# Wide and Deep Neural Network

### Introduction to Our Problem
There are literally tens of thousands of movies out there today. While some do great at the box office and bring in a lot of money, others flop making only a fraction compared to the top hits. What if we had a scientific way of accurately predicting how much revenue a movie would generate over its lifetime? Well, through machine learning we believe that we actually can!

The dataset we are using is found on <a href="https://www.kaggle.com/deepmatrix/imdb-5000-movie-dataset">Kaggle</a>. It consists of 5000+ movies scraped from the review site IMDB. There is quite a bit of data recorded for each movie and so we had a lot to work with to try to predict the next big hit.

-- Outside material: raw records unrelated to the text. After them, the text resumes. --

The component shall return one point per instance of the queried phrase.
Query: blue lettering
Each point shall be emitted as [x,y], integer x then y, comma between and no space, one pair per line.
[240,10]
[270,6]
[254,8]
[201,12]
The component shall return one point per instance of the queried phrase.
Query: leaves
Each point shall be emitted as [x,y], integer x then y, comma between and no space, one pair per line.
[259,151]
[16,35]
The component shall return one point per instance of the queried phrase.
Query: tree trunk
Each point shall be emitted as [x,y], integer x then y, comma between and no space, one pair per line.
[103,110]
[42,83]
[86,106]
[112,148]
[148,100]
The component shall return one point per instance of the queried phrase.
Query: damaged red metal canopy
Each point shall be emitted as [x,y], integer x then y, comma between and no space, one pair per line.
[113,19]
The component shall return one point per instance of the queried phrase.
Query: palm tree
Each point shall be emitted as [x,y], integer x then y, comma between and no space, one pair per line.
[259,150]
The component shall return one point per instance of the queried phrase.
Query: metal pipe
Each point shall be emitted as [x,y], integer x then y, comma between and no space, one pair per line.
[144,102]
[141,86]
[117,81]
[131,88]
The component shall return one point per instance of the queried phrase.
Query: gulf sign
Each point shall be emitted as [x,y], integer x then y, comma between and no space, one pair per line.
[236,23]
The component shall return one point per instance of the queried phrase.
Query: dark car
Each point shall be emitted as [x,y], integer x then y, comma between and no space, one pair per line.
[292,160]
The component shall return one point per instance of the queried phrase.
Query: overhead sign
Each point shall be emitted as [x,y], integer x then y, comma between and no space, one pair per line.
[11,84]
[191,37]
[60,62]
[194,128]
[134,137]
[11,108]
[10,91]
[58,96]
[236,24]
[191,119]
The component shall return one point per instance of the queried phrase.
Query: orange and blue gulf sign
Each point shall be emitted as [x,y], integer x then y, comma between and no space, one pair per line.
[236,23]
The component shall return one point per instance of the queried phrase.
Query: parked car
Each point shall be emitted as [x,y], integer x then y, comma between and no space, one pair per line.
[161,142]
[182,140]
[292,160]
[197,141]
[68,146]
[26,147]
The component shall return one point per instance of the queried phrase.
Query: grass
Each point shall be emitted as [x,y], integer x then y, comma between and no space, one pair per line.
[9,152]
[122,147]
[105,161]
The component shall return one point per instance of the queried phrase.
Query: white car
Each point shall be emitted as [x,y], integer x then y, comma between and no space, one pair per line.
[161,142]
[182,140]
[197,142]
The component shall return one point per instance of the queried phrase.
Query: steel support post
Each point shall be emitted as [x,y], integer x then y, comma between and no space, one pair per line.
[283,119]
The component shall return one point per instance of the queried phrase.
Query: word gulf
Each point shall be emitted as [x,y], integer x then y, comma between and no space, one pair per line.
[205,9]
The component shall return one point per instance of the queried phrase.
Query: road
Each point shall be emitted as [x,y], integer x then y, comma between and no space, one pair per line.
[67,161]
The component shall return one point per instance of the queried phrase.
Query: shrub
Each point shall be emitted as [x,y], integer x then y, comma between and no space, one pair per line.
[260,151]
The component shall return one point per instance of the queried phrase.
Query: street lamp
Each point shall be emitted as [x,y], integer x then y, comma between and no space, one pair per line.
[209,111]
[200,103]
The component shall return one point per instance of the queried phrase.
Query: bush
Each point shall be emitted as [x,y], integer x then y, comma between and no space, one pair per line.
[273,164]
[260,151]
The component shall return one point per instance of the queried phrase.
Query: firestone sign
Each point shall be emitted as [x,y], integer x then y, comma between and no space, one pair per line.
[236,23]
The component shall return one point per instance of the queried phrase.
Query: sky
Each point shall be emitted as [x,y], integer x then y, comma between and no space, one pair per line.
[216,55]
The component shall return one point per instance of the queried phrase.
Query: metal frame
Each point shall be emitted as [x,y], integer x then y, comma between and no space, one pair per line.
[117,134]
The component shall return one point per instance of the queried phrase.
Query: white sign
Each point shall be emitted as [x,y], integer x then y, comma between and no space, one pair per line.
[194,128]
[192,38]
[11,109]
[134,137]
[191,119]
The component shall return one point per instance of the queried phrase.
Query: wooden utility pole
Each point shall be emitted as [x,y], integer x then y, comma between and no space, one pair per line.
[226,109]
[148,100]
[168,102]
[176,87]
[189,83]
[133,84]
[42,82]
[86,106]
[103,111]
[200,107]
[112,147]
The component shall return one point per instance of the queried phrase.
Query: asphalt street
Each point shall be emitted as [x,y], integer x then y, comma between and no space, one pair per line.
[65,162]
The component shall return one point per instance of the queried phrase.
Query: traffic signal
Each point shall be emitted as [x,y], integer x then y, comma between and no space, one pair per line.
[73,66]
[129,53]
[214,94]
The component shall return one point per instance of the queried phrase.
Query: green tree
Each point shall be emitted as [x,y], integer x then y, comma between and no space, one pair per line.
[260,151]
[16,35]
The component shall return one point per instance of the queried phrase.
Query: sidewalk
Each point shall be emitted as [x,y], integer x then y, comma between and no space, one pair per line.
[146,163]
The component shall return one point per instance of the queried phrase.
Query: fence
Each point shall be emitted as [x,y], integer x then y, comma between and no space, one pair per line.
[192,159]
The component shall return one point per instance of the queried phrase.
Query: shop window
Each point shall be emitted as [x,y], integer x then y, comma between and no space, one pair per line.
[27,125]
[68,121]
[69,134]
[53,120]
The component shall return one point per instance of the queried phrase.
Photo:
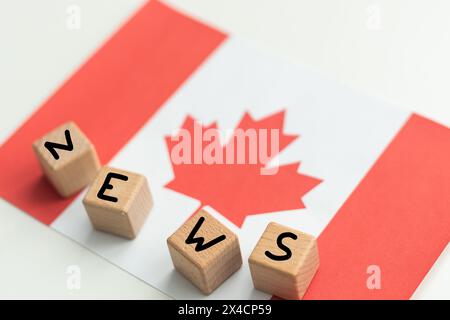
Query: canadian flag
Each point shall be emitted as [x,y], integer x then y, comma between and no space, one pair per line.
[370,181]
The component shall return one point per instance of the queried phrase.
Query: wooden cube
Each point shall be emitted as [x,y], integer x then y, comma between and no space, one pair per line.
[284,261]
[118,202]
[68,158]
[205,251]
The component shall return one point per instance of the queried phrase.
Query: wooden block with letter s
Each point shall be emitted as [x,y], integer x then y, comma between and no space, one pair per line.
[68,158]
[205,251]
[284,261]
[118,202]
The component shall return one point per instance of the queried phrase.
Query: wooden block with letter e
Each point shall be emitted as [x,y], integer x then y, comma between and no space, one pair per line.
[118,202]
[68,158]
[205,251]
[284,261]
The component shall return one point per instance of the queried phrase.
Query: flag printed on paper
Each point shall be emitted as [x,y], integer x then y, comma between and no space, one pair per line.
[370,181]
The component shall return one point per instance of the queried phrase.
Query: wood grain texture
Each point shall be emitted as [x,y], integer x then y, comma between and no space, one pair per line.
[74,169]
[288,279]
[209,268]
[126,216]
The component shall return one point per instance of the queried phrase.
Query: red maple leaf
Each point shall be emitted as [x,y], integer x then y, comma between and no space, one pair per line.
[239,190]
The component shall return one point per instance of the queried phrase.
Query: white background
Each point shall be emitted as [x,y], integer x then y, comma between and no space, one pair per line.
[395,50]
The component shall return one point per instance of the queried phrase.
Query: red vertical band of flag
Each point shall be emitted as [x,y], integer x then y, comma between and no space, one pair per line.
[397,218]
[110,98]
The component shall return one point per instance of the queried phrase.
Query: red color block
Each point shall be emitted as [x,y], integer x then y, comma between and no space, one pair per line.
[397,218]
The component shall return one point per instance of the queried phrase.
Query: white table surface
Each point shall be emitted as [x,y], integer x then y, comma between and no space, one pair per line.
[396,50]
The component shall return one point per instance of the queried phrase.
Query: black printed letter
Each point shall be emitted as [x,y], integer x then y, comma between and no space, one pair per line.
[106,185]
[199,246]
[280,244]
[51,146]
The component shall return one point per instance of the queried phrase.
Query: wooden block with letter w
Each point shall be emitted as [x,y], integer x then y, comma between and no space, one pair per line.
[205,251]
[68,158]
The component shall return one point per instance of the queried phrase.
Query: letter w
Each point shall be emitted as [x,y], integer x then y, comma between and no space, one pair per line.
[199,242]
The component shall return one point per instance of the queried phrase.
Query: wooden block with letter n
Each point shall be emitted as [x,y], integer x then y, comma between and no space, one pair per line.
[68,158]
[205,251]
[118,202]
[284,261]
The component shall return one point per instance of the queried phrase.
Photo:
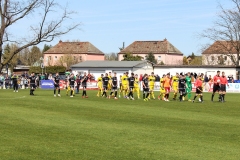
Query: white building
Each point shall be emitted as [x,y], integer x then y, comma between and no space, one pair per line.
[205,69]
[100,67]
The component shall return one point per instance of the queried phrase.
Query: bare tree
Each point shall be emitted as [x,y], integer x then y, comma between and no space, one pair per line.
[12,11]
[226,33]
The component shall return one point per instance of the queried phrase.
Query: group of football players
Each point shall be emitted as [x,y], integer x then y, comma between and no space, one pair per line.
[180,84]
[128,85]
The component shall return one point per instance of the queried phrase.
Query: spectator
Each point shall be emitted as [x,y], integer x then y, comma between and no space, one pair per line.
[25,74]
[230,79]
[7,82]
[50,77]
[89,76]
[46,76]
[1,80]
[157,78]
[140,78]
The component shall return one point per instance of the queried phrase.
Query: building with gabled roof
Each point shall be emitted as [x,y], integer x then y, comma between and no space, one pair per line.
[220,53]
[100,67]
[163,51]
[80,51]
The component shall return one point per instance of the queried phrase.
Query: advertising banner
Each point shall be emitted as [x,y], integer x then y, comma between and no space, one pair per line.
[207,87]
[47,84]
[90,85]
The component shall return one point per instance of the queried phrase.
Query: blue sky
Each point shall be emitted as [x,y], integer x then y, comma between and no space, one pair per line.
[109,23]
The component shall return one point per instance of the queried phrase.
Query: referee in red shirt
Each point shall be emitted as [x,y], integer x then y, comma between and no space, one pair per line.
[223,84]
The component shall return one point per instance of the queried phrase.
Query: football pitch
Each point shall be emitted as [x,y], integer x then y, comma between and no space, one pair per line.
[47,127]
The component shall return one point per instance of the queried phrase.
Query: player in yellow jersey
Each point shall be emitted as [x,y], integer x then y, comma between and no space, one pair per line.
[162,90]
[100,85]
[151,80]
[120,86]
[67,83]
[175,85]
[136,86]
[125,84]
[110,81]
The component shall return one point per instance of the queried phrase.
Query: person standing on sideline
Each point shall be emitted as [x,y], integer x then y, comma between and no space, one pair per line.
[199,87]
[131,86]
[175,85]
[84,85]
[151,79]
[216,84]
[189,86]
[15,82]
[71,84]
[223,83]
[56,81]
[162,90]
[167,87]
[114,86]
[182,86]
[136,86]
[145,85]
[105,81]
[78,81]
[100,85]
[32,82]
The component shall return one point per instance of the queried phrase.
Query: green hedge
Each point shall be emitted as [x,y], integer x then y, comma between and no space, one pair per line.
[49,69]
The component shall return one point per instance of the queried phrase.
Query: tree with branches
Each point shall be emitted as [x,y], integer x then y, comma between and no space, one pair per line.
[225,33]
[13,11]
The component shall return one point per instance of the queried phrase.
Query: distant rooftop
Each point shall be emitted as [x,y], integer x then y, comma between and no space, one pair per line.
[73,47]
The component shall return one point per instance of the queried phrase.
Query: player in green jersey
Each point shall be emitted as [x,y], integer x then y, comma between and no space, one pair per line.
[189,85]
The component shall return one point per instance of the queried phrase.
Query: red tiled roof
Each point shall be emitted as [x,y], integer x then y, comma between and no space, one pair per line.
[73,47]
[222,47]
[156,47]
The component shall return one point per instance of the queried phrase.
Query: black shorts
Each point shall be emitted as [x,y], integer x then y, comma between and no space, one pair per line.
[32,86]
[130,88]
[199,90]
[105,87]
[216,87]
[84,85]
[114,88]
[223,88]
[182,91]
[145,90]
[56,85]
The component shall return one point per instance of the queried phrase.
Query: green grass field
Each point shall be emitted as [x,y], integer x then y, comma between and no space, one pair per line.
[47,127]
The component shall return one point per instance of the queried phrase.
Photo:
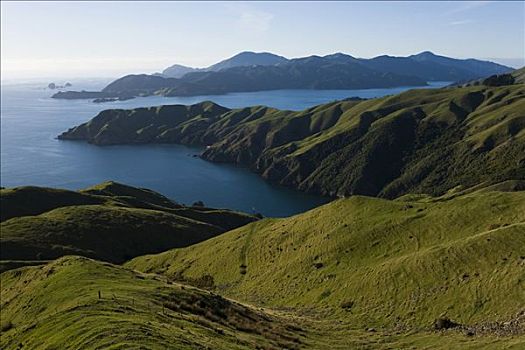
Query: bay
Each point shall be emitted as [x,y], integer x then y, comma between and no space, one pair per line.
[31,154]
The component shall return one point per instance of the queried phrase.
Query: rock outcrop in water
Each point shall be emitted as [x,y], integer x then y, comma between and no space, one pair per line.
[258,72]
[387,146]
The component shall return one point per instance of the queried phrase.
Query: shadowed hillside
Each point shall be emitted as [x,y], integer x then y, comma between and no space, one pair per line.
[110,221]
[420,141]
[78,303]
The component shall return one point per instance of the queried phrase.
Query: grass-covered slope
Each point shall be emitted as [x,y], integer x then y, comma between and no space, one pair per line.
[78,303]
[110,221]
[420,141]
[373,262]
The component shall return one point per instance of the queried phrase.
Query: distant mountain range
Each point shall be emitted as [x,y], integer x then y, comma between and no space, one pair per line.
[385,147]
[242,59]
[249,71]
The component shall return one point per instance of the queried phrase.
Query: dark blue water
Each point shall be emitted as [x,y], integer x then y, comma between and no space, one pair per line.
[31,155]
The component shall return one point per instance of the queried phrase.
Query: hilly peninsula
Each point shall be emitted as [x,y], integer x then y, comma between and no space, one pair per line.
[419,141]
[110,221]
[250,71]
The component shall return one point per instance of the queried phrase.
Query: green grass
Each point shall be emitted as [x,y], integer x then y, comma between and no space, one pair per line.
[111,222]
[386,147]
[398,263]
[43,309]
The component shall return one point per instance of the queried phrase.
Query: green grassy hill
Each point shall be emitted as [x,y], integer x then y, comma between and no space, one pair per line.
[373,262]
[110,221]
[57,306]
[386,147]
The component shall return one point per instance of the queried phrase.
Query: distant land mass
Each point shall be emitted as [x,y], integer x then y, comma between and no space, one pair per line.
[249,71]
[387,147]
[242,59]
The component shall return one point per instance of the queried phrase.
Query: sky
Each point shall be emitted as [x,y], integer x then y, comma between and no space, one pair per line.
[104,39]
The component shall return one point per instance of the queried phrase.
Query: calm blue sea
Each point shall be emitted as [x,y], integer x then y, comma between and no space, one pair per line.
[31,155]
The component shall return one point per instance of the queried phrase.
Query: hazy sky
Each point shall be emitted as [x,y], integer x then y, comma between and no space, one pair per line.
[110,38]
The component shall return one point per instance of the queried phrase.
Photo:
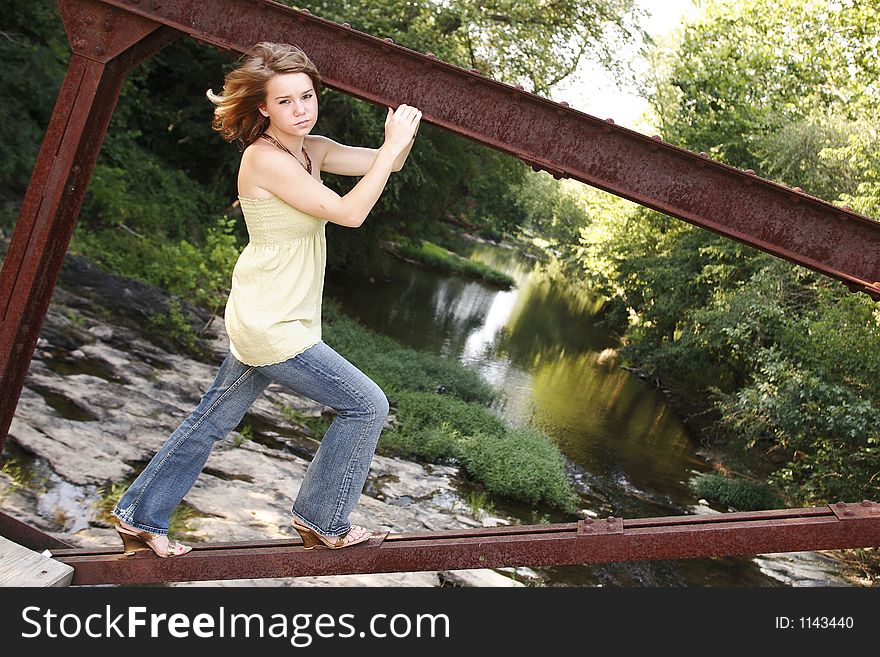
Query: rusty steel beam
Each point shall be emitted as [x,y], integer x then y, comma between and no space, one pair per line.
[552,136]
[30,537]
[606,540]
[106,44]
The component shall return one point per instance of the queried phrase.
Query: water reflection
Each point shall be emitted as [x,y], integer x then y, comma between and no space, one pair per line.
[543,346]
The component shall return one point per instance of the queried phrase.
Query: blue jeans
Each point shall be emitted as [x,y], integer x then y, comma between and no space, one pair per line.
[335,477]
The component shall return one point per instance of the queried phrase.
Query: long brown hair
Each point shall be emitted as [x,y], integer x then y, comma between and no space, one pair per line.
[237,116]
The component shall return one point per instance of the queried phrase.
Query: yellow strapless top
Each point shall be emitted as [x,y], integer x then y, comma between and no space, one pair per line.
[273,311]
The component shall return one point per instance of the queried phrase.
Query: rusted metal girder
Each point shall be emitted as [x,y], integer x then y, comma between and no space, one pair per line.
[610,539]
[30,537]
[552,136]
[106,44]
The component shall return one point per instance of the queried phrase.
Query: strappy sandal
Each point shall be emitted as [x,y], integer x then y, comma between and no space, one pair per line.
[312,539]
[135,540]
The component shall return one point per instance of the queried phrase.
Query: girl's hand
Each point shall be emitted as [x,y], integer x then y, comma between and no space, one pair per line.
[401,126]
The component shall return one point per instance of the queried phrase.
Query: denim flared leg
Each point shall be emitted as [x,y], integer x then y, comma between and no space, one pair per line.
[157,491]
[335,478]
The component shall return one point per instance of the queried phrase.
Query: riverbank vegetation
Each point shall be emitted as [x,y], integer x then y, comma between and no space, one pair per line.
[774,365]
[442,260]
[441,414]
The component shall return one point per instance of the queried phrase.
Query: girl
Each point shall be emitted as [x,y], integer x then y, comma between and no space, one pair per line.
[269,104]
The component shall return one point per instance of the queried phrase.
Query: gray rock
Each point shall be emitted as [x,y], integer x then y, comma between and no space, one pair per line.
[100,399]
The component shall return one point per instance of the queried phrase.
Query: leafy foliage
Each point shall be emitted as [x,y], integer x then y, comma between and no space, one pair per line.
[786,358]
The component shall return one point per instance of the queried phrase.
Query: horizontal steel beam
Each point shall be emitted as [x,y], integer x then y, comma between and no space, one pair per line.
[588,541]
[552,136]
[30,537]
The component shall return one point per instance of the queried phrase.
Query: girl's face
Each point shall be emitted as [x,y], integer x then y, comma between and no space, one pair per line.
[291,103]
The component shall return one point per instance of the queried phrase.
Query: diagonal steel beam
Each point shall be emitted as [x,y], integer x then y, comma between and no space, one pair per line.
[552,136]
[589,541]
[30,537]
[106,44]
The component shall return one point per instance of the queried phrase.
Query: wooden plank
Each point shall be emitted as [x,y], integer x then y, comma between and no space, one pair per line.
[20,566]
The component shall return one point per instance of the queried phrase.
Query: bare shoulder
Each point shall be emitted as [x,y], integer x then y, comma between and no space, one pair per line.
[317,148]
[258,159]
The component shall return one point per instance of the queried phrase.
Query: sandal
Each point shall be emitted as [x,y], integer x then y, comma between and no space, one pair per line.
[312,539]
[135,540]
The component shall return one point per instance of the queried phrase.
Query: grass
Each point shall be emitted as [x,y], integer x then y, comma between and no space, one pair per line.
[442,418]
[442,260]
[20,475]
[395,367]
[522,465]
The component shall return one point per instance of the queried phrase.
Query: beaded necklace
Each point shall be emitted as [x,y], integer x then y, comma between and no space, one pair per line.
[278,144]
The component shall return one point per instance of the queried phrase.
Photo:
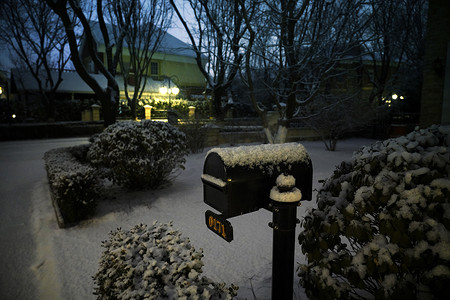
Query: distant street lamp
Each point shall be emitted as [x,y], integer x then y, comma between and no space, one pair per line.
[171,91]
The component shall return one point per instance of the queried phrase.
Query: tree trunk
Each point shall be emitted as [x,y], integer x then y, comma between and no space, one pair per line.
[217,103]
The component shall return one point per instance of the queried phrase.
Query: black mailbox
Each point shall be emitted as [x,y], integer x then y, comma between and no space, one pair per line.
[238,180]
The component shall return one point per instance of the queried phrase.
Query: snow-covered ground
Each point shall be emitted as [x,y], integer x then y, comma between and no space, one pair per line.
[64,260]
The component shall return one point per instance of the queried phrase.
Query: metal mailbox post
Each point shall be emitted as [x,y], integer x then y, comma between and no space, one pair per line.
[239,180]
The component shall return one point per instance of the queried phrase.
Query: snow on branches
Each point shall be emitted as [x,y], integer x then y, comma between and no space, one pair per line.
[382,223]
[154,262]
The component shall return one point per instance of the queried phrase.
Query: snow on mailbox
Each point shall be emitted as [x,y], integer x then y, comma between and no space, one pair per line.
[238,180]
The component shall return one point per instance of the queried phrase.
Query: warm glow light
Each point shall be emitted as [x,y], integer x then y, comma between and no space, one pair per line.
[163,90]
[175,90]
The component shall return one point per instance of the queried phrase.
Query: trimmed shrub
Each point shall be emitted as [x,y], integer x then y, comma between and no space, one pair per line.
[381,229]
[153,263]
[74,184]
[139,154]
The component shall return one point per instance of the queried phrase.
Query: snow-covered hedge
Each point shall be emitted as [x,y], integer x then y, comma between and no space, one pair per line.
[382,226]
[154,263]
[139,154]
[73,182]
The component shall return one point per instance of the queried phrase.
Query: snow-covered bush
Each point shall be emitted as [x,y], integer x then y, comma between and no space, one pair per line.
[154,262]
[381,227]
[73,182]
[139,154]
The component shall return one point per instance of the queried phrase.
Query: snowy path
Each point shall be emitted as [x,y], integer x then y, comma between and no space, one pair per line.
[59,264]
[21,173]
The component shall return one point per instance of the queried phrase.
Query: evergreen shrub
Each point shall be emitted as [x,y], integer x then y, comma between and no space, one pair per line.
[139,154]
[154,262]
[382,222]
[74,184]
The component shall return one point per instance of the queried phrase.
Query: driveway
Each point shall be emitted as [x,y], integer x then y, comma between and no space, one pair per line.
[21,171]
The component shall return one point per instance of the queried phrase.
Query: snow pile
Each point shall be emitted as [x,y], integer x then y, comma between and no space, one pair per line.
[74,183]
[261,156]
[217,181]
[285,190]
[382,223]
[139,154]
[152,263]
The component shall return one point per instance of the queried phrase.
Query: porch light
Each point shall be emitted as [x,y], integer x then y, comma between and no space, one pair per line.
[174,91]
[163,90]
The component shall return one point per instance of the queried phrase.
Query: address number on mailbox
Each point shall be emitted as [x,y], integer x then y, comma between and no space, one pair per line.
[219,225]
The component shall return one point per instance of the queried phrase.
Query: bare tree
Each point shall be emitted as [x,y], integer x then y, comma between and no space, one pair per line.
[66,10]
[147,26]
[398,29]
[304,42]
[218,34]
[36,37]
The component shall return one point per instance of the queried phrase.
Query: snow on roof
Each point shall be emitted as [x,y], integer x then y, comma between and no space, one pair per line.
[73,83]
[169,44]
[268,154]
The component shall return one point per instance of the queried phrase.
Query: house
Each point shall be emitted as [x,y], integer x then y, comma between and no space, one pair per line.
[173,64]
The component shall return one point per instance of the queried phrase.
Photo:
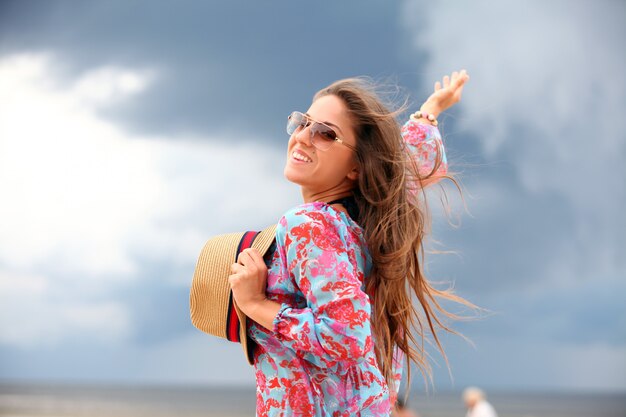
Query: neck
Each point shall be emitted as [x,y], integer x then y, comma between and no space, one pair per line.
[326,196]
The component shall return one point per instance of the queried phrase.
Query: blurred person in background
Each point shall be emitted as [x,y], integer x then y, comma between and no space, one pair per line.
[476,403]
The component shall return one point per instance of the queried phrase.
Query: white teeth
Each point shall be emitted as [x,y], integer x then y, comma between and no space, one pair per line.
[301,157]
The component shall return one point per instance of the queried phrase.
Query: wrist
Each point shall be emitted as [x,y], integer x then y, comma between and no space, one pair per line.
[431,108]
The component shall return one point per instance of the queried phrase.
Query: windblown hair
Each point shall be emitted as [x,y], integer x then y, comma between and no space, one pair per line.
[395,222]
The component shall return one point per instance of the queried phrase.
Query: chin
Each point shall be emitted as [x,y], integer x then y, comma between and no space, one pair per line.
[292,176]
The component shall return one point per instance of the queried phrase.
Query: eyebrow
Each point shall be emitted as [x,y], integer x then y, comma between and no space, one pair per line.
[327,123]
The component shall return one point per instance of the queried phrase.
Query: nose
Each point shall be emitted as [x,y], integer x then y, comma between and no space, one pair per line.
[304,136]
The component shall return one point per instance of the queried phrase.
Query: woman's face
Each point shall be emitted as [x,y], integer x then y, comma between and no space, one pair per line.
[323,175]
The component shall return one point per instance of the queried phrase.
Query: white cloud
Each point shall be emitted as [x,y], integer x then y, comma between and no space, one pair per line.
[85,205]
[547,91]
[32,315]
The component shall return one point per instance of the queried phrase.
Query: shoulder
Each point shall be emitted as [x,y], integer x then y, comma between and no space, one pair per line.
[312,223]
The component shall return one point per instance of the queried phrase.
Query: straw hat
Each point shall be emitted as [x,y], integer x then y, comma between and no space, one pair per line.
[211,302]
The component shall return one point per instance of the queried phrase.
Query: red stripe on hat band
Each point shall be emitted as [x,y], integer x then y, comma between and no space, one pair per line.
[232,323]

The data was collected from web scraping IMDB using a python library called "scrappy" to collect all of the data below. The features recorded for each movie are: 

Basic Info:
- movie title
- color (black and white or color)	
- duration of the movie
- director name
- gross (total revenue)
- genres (a lits of different genres ascribed to the movie)
- number of faces in movie poster
- language of the movie
- country the movie was produced in
- content rating (G, PG, PG-13, R, NC-17)
- budget
- year of release
- aspect ratio
- name of the 3rd actor
- name of the 2nd actor
- name of the 1st actor

Facebook Info:
- number of director facebook likes
- number of facebook likes for the whole cast
- number of the movie's facebook likes
- number of the 3rd actor's facebook likes
- number of the 2nd actor's facebook likes
- number of the 1st actor's facebook likes

IMDB Specific Info:
- number of imdb users who rated the movie
- number of critical reviews for the movie
- number of users who left a review
- imdb score
- top plot keywords


With all of this data collected on so many movies, we hope to be able to use this to build out a combined wide and deep neural network  to accurately predict the financial success (measured in categories of gross revenue: low, low-mid, high-mid, and high) of a movie. We think that this could be a useful tool to anyone in the movie industry who is concerned with making a profit on their movie. It could also help a producer understand which of these features are the most important to an accurate prediction, what content rating is most important, how budget affects outcome, etc.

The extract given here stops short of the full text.